Thank you for your reply.
I'm not sure if this is the case, since we have a rather small cluster and the PGs have at most just over 10k objects (total objects in the cluster is about 9 million). During the 10 minute scrubs we're seeing a steady 10k iops on the underlying block device of the OSD (which are enterprise SSDs), both on the primary OSD and on a secondy OSD. It's all read IOPS and throughput is about 65 MiB/s. I'm not very familiar with the deep scrub process, but this seems a bit much to me. Can this still be intended behaviour? This would mean it's only able to check like 15-20 objects a second with SSD OSDs while doing 8k IOPS. The strange thing is that we didn't see this happen at all before the upgrade, it started right after.
I also checked the PGs of which the deep-scrub finished in a couple of second, most of those have 5k objects.

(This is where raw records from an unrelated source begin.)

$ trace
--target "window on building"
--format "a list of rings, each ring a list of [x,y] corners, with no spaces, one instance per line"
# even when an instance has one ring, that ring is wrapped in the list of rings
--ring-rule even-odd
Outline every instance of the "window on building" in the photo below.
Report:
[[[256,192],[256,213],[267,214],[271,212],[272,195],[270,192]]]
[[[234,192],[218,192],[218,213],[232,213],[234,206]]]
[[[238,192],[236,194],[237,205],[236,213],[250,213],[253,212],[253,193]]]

The PGs for which deep-scrub is giving issues, seem to all be part of the rgw bucket index pool.
Since we're using tenants for RGW, the dynamic bucket index resharding didn't work before the update of Ceph ( http://tracker.ceph.com/issues/22046). After the update it was hammering the cluster quite hard, doing about 30-60k write iops on the rgw index pool for two days straight. The resharding list also kept showing pretty much completely different data every few seconds. Since this was also affecting performance, we temporarily disabled this. Could this somehow be related?
Thanks
Sander
From: Gregory Farnum <gfarnum@xxxxxxxxxx>
Sent: Thursday, June 14, 2018 19:45 To: Sander van Schie / True Cc: ceph-users@xxxxxxxxxxxxxx Subject: Re: Performance issues with deep-scrub since upgrading from v12.2.2 to v12.2.5 Deep scrub needs to read every object in the pg. if some pgs are only taking 5 seconds they must be nearly empty (or maybe they only contain objects with small amounts of omap or something). Ten minutes is perfectly reasonable, but it is an added load
on the cluster as it does all those object reads. Perhaps your configured scrub rates are using enough iops that you don’t have enough for your client workloads.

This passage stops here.